For a change, despite so much free time on hand, I haven't thought much about the game. For once the craving to watch something on TV that is cricket is not there. I don't know how this has happened, but it has. I have not gone on YouTube looking for old clips either.
Nor am I missing the game as such except the rigours and tensions of playing the sport, the pressure of it, just trying to compete. Every day you are looking forward to something. If you go to practise, you are looking forward to, say, the IPL, the TNPL, or club cricket. To some cricket. Tomorrow if I have to turn up at the nets, I don't know what to look forward to. There is a freshness to that, to be honest. You don't have to look forward to anything. Just turn up and enjoy the game. Need to bowl the ball or hit the ball and not worry about what is in front of you. Obviously I am not going to go out to bat or bowl in the near future, but if I do in isolation, I think it will be great.

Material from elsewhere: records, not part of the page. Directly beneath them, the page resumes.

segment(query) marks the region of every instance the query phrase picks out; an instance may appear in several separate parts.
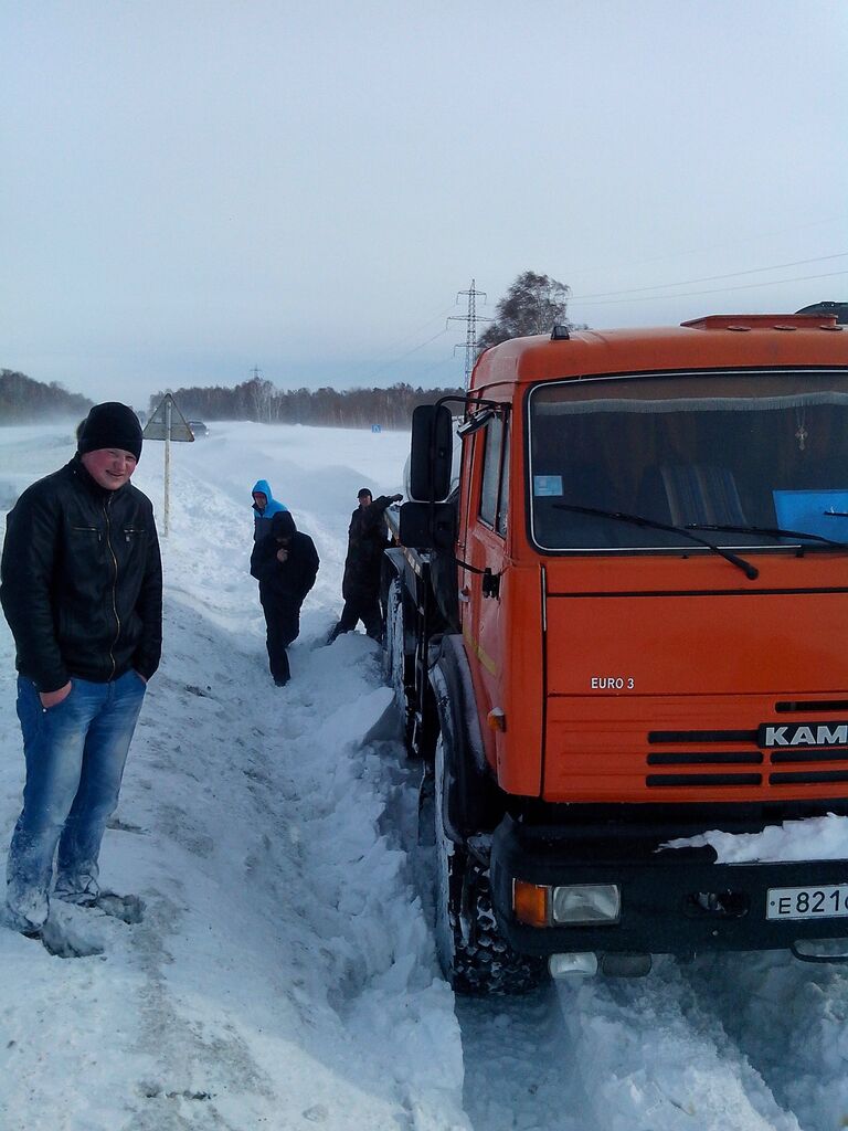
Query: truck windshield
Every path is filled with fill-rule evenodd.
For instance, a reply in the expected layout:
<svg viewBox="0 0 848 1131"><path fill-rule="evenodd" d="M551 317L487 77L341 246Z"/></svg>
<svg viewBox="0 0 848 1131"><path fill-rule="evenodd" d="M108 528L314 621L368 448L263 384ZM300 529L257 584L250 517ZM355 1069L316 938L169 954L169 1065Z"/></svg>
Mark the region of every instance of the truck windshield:
<svg viewBox="0 0 848 1131"><path fill-rule="evenodd" d="M551 382L529 394L528 430L543 550L692 550L615 512L709 529L725 546L848 542L848 371Z"/></svg>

We stopped all operations at our academy, Gen-Next Cricket Institute, two weeks ago, but now we are getting questions all the time from parents who don't know what to do with their kids all day. So we are trying to work around it by creating video tutorials. We are discussing that on our WhatsApp groups and on teleconference. My wife, Prithi, is involved in the planning of it.
Otherwise, staying confined has been almost idyllic, almost as if it's a message from nature. When the lockdown began, I was still adjusting to the heat of Chennai after a month spent in New Zealand. And I was doing so while playing the TNCA league.
Now we have built a routine around the kids' routines. When I wake up, at 5.30-6am, my younger daughter is almost awake. We brush our teeth together, go through other morning rituals, have some green tea, and then we both take a speaker and go to our terrace, which has a gym and an organic garden. I do my cycling and weights while she listens to music.
I don't remember the last time I saw and heard so many birds in my life in a city. There is so much chirping. I don't know if I am imagining it, but definitely the traffic has been much lighter. There is a sense of freshness in the air, and who knows, maybe some of the birds have come back.
By the time we come back down, Prithi and my older daughter have woken up. We have coffee together, have our breakfast and then get into our routines. Outside the academy work, we read or watch series or movies. Prithi has been binge-watching Sex and the City, while I am trying to convince her to watch Game Of Thrones again. She will, of course, tell you I am lying.
Which I am. We have actually been watching Queen, a series based on the life of J Jayalalithaa. I have been reading one of the best books ever written, Ponniyin Selvan by Kalki. It is a book in five parts, so I have enough reading material should the lockdown be long.
My parents live with us but they are busy people so they are not short of things to do. My mother has been finishing up some paperwork, but we try to take an hour every day to play carrom together, which we usually do when we are both home.
So far there has not been any cabin fever. We are not yet at each other's throats. We are even trying to manufacture our own alcohol-based hand rub, thanks to Prithi's Instagram friend Sandhya Ramesh, who is a science assistant editor at the Print. Her research on coronavirus has been helpful to us in wading through the false information floating around.
If we get bored of each other, we have a small nap after lunch. When we get up, depending on what the kids are doing, how much energy they have, we try to entertain them with puzzles and Lego. They usually get their outdoors time in the evening, which has to happen in the terrace garden now. They pick vegetables, admire some flowers. Then back to the evening routines - baths, PJs, dinner.
One good thing is that we have been sleeping on time. Because we have so much time through the day to spend with everyone in the house, we don't feel the need to catch up on stuff at night.
If we survive this pandemic, surely there is a lesson somewhere in there.